- Associated Press - Wednesday, January 29, 2020

NEW YORK (AP) - A special effort launched this week is promoting the idea of news literacy education to help the public, particularly young people who have grown up with social media, learn to track down trustworthy information.

News organizations across the country are backing National News Literacy Week, with a particularly aggressive campaign across television stations and other properties owned by the E.W. Scripps Co. Teachers are meeting journalists at Bloomberg News to learn how newsgathering works.

The ultimate goal is to get news literacy programs incorporated into civics education in as many schools as possible, said Alan Miller, founder of the News Literacy Project.

“The truth is we live at a time when people have more credible and valuable information at their fingertips than at any time in history,” Miller said. “Yet misinformation has turned that world against us in so many ways.”

Young people are growing up with social media that can spread false rumors as fast as fact, and watching television stations where it’s hard to discern opinions from fact, Adam Symson, Scripps president and CEO, said Wednesday.

“Over the long haul, if Americans cannot discern quality journalism from garbage, we as a journalism company are going to have trouble selling our wares,” Symson said.

The news literacy experts cite surveys that show many people don’t know the difference between opinion pieces and news articles. An overwhelming majority of young people did not understand, for example, why they might want to double-check assertions about climate change on a website funded by the fossil fuel industry.

The idea of news literacy is to get people to understand biases embedded in information and recognize credible news sources where they can double-check for the truth, Miller said.

Consumers need to look no further than the 2016 election and other political campaigns to see the ease and influence of spreading false information, he said.
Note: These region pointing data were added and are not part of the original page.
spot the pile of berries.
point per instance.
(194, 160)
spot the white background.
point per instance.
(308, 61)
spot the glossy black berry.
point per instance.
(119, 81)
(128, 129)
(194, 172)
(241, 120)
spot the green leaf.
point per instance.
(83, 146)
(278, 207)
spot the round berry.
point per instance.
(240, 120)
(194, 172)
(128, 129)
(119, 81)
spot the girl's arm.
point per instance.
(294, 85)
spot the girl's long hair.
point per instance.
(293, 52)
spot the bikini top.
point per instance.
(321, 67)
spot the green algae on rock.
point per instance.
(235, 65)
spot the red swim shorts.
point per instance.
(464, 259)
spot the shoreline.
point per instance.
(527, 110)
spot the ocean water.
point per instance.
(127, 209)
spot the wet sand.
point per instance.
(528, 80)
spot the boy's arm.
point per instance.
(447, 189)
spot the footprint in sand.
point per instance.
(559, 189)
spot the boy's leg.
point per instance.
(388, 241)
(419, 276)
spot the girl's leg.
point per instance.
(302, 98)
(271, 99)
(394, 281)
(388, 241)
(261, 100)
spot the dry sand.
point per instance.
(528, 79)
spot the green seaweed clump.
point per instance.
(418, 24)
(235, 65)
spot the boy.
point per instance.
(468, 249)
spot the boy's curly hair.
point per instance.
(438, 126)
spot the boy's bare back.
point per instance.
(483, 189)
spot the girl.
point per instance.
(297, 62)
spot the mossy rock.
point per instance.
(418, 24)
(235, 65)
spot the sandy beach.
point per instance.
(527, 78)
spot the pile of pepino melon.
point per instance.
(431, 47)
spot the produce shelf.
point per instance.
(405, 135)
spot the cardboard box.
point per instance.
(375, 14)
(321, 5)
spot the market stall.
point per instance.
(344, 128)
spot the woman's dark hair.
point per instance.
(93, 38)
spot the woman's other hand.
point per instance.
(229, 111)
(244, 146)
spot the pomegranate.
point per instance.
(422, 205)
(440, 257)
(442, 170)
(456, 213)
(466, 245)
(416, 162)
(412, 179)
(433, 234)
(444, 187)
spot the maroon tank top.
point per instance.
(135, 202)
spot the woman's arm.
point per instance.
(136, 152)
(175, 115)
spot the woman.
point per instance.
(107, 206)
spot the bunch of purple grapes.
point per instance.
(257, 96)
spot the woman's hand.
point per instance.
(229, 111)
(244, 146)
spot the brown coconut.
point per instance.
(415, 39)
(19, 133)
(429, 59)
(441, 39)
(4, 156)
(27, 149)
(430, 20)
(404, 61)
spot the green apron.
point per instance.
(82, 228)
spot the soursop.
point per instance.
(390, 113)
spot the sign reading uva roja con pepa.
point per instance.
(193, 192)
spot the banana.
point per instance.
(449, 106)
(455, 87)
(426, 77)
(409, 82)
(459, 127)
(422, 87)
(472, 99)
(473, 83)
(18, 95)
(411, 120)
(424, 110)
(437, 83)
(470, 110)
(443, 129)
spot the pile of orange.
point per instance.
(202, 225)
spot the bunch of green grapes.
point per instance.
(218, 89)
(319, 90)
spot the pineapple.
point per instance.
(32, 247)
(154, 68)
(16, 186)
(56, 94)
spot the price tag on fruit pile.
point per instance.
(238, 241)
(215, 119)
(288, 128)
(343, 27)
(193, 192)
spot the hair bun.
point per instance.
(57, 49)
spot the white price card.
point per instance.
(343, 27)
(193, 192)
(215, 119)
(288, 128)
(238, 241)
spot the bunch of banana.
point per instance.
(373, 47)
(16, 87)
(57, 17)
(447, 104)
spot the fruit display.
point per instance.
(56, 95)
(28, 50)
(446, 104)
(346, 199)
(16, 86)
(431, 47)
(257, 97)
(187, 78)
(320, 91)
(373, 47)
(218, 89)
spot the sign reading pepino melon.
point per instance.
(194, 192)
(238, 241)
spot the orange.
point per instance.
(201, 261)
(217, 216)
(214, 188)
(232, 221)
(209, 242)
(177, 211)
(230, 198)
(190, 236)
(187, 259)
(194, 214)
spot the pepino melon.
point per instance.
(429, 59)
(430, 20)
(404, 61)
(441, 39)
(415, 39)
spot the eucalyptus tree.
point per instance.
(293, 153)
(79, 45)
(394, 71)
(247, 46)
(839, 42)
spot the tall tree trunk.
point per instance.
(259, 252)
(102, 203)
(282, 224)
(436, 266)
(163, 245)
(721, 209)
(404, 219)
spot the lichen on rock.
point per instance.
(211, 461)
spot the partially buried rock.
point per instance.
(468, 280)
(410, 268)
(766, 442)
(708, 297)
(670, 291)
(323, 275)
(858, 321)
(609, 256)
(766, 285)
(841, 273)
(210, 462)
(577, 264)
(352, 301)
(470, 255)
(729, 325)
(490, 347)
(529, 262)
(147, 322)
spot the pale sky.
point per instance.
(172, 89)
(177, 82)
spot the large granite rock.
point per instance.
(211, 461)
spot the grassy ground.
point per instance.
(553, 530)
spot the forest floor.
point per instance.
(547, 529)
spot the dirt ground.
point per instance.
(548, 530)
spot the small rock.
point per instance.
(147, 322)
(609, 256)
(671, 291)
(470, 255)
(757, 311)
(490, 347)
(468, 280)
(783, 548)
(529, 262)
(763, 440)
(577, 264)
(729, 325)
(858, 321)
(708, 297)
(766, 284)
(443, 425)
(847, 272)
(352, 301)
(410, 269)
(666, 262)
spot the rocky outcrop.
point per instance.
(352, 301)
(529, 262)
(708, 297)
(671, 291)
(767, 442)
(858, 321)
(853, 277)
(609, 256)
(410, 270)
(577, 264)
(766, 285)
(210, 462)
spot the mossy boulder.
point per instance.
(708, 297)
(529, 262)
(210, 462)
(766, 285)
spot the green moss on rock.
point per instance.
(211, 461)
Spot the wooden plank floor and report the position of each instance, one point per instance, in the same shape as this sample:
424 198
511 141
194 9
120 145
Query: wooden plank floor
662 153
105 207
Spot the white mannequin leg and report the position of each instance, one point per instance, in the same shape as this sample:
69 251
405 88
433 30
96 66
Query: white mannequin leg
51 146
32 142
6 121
“We believe that misinformation is one of the challenges of our time,” said Miller, a former reporter for the Los Angeles Times. “We believe it is threatening to undermine the civic life of our country.”

Journalists have also taken a lot for granted, he said.

“We did not tell the public what we did, how important it is and why,” he said. “There is just a tremendous amount that they’re not aware of. And why would they be?”

Because asking uncomfortable questions of the nation’s elite is part of their role, journalists have never been particularly popular, and President Donald Trump repeatedly attacks the press. Secretary of State Mike Pompeo’s anger at a National Public Radio reporter for what she asked in an interview last week is only the latest example of this playing out.

Symson said the problems of some journalists are less important than the American public being armed with information so they can be smart participants in civic life. Journalists at Scripps stations have volunteered at high schools to teach the standards and principles of journalism and help them produce stories.

The News Literacy Project has also created a game-like app designed to help people distinguish between what is factual and what is not.

“Opinions are stubborn things and are often impervious to facts,” Miller said. “If we get to a point in society where we can’t agree on facts, we’re going to have a real problem.”